The entrance of institutional investors into the crypto space is a much-awaited occurrence. The move is seen as something that will further legitimize the market and affirm that large, non-individual investors are willing to place their faith in the newly-minted asset.
Yet, as CryptoSlate points out, institutional investors may have already arrived. Bitcoin and other major cryptocurrencies have shown a remarkable degree of stability in recent months, trading within the same range since August 9 with only a brief jump higher. While some traders might scoff at the recent lack of price increases in the crypto market, stability was seen as the main prerequisite before institutional whales jumped into the fray. The near-fixed price in recent months is also its own indicator that these clients have been making sizeable over-the-counter Bitcoin purchases.
Bobby Cho, head of global trading at OTC trading firm Cumberland, explains that clients such as hedge funds prefer discreet OTC transactions for sums larger than $100,000, as they offer protection against market volatility and bad practices from exchange owners. Cho noted that many of the large OTC transactions come during Asia hours, which suggests either heavy sales by Asian miners or major interest from countries such as Hong Kong, China, Japan and Singapore. Either way, Cho sees this as proof that the “Wild West” days in cryptocurrencies are over and that professional trading has become the norm in the market.
In May, a lengthy analysis by research firm TABB Group outlined three improvements to the crypto market that institutional investors are waiting for: improved regulation, institutional-grade data and infrastructure tailored for enterprises. Despite this, the report noted that institutions were already stockpiling cryptocurrency, estimating that the size of the Bitcoin OTC market was three times that of exchanges. In today’s terms, that would translate to $12 billion in Bitcoin changing hands via OTC on a daily basis.

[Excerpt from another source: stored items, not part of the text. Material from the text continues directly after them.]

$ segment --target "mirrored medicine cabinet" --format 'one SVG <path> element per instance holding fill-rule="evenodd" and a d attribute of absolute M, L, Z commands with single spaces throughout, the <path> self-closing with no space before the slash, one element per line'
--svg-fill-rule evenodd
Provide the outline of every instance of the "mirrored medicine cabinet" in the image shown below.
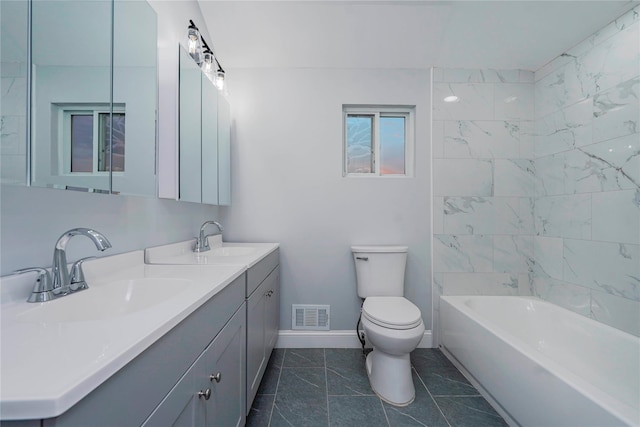
<path fill-rule="evenodd" d="M 155 196 L 153 8 L 144 0 L 0 7 L 2 183 Z"/>
<path fill-rule="evenodd" d="M 230 205 L 229 103 L 182 46 L 179 56 L 179 200 Z"/>

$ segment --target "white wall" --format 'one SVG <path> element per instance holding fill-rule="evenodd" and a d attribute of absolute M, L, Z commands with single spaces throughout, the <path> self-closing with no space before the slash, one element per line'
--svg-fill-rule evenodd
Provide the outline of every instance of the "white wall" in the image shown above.
<path fill-rule="evenodd" d="M 150 4 L 158 14 L 159 140 L 163 152 L 173 156 L 164 168 L 160 165 L 159 176 L 171 182 L 176 172 L 178 43 L 189 19 L 204 30 L 205 37 L 207 32 L 195 1 Z M 50 266 L 53 245 L 69 228 L 94 227 L 103 232 L 113 248 L 102 255 L 113 255 L 190 239 L 204 220 L 215 218 L 219 218 L 217 207 L 173 200 L 2 186 L 0 275 L 21 267 Z M 74 239 L 68 251 L 69 261 L 96 254 L 83 238 Z"/>
<path fill-rule="evenodd" d="M 281 243 L 281 329 L 291 304 L 330 304 L 355 329 L 350 245 L 406 244 L 406 296 L 431 325 L 430 71 L 227 70 L 232 206 L 225 238 Z M 342 177 L 342 104 L 416 105 L 413 178 Z"/>

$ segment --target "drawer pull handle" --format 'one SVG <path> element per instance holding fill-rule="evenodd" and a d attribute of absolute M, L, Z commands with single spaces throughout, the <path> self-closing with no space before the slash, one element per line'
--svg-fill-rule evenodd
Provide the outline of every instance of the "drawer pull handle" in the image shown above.
<path fill-rule="evenodd" d="M 205 391 L 200 390 L 198 392 L 198 398 L 200 397 L 204 397 L 204 400 L 209 400 L 209 398 L 211 397 L 211 389 L 208 388 Z"/>
<path fill-rule="evenodd" d="M 222 374 L 220 372 L 218 372 L 215 375 L 209 375 L 209 380 L 210 381 L 215 380 L 217 383 L 219 383 L 221 379 L 222 379 Z"/>
<path fill-rule="evenodd" d="M 369 257 L 368 256 L 357 256 L 356 259 L 360 259 L 362 261 L 369 261 Z"/>
<path fill-rule="evenodd" d="M 273 289 L 272 289 L 272 290 L 270 290 L 269 292 L 267 292 L 267 296 L 268 296 L 269 298 L 271 298 L 271 295 L 273 295 Z"/>

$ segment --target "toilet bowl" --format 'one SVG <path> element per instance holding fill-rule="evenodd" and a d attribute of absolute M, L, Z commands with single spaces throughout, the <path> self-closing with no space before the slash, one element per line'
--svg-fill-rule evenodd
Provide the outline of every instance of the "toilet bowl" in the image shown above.
<path fill-rule="evenodd" d="M 415 398 L 409 354 L 424 334 L 420 309 L 404 298 L 406 246 L 352 246 L 362 327 L 373 346 L 366 361 L 373 391 L 406 406 Z"/>
<path fill-rule="evenodd" d="M 362 326 L 373 351 L 366 367 L 373 391 L 385 402 L 406 406 L 415 398 L 409 354 L 424 334 L 420 310 L 403 297 L 369 297 Z"/>

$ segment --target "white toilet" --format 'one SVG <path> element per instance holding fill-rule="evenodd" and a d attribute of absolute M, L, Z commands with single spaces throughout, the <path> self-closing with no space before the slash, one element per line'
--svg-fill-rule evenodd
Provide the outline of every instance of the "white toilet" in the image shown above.
<path fill-rule="evenodd" d="M 352 246 L 371 388 L 382 400 L 406 406 L 415 398 L 411 353 L 424 334 L 420 309 L 404 298 L 406 246 Z"/>

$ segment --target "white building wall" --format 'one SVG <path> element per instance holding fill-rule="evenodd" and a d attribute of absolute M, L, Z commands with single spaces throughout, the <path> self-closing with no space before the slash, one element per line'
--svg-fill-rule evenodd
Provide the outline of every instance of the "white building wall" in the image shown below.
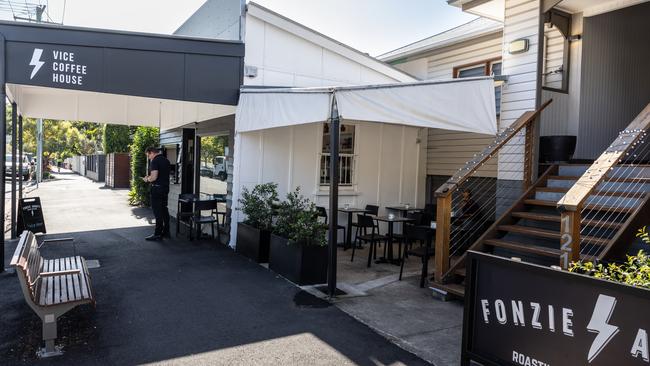
<path fill-rule="evenodd" d="M 245 0 L 208 0 L 174 34 L 238 41 L 244 5 Z"/>
<path fill-rule="evenodd" d="M 534 110 L 537 91 L 537 55 L 539 0 L 506 0 L 503 29 L 503 74 L 508 81 L 502 88 L 500 129 L 517 120 L 525 111 Z M 511 55 L 508 44 L 528 39 L 527 52 Z M 499 154 L 499 179 L 523 180 L 524 139 L 515 137 Z"/>
<path fill-rule="evenodd" d="M 320 35 L 305 33 L 305 28 L 287 19 L 269 17 L 269 13 L 249 5 L 245 65 L 249 71 L 255 69 L 257 75 L 244 76 L 244 85 L 312 87 L 415 80 L 343 45 L 332 44 L 333 40 L 323 40 L 331 46 L 325 47 L 317 43 Z M 381 123 L 342 123 L 357 126 L 356 185 L 341 189 L 339 203 L 424 205 L 426 130 Z M 329 190 L 319 186 L 322 129 L 323 124 L 316 123 L 239 134 L 235 141 L 239 156 L 234 168 L 235 196 L 242 187 L 276 182 L 282 199 L 299 186 L 305 197 L 328 207 Z M 240 211 L 233 211 L 233 215 L 233 222 L 243 220 Z M 342 224 L 344 219 L 340 217 Z M 232 235 L 231 245 L 234 243 Z"/>
<path fill-rule="evenodd" d="M 355 129 L 355 185 L 341 187 L 339 203 L 353 207 L 399 203 L 424 205 L 426 129 L 343 121 Z M 296 187 L 328 207 L 329 188 L 319 185 L 322 123 L 240 134 L 239 186 L 276 182 L 281 198 Z M 241 213 L 238 214 L 242 219 Z M 340 217 L 345 224 L 345 217 Z M 342 239 L 342 238 L 341 238 Z"/>
<path fill-rule="evenodd" d="M 250 13 L 246 17 L 245 40 L 244 63 L 256 68 L 257 76 L 245 76 L 244 85 L 311 87 L 400 81 Z"/>

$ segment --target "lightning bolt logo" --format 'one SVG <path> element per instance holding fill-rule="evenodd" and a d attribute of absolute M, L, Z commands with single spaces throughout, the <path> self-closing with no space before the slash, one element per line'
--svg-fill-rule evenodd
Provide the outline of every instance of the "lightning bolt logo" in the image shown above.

Since then, the market has seen numerous improvements that should help attract corporate interest. Goldman Sachs unveiled Bitcoin futures as Morgan Stanley announced plans to offer Bitcoin swap trading. Brokerage firm TD Ameritrade backed the launch of ErisX, the first multi-crypto futures exchange, while giants like NYSE, Microsoft and Starbucks lent their infrastructure to a new exchange called Bakkt. Coinbase and BitGo became approved crypto custodians, with Goldman Sachs making plans to become one as well. Perhaps most importantly, the U.S., along with other major crypto traders like South Korea and Japan, has advanced towards a clearer regulatory landscape.
Among the most notable institutional crypto bets is that of Yale University, which recently invested in a crypto fund that went on to gather $400 million. According to billionaire investor Mike Novogratz, crypto investment from academics and large financial institutions will trigger a fear of missing out (FOMO) with other entities of this kind, helping expand the already-heavy institutional presence in the crypto market.
Other indicators besides institutional investment also suggest that the crypto market is growing. Ben Horowitz, for instance, has noted that developer activity in cryptocurrency rivals the heady early days of the internet.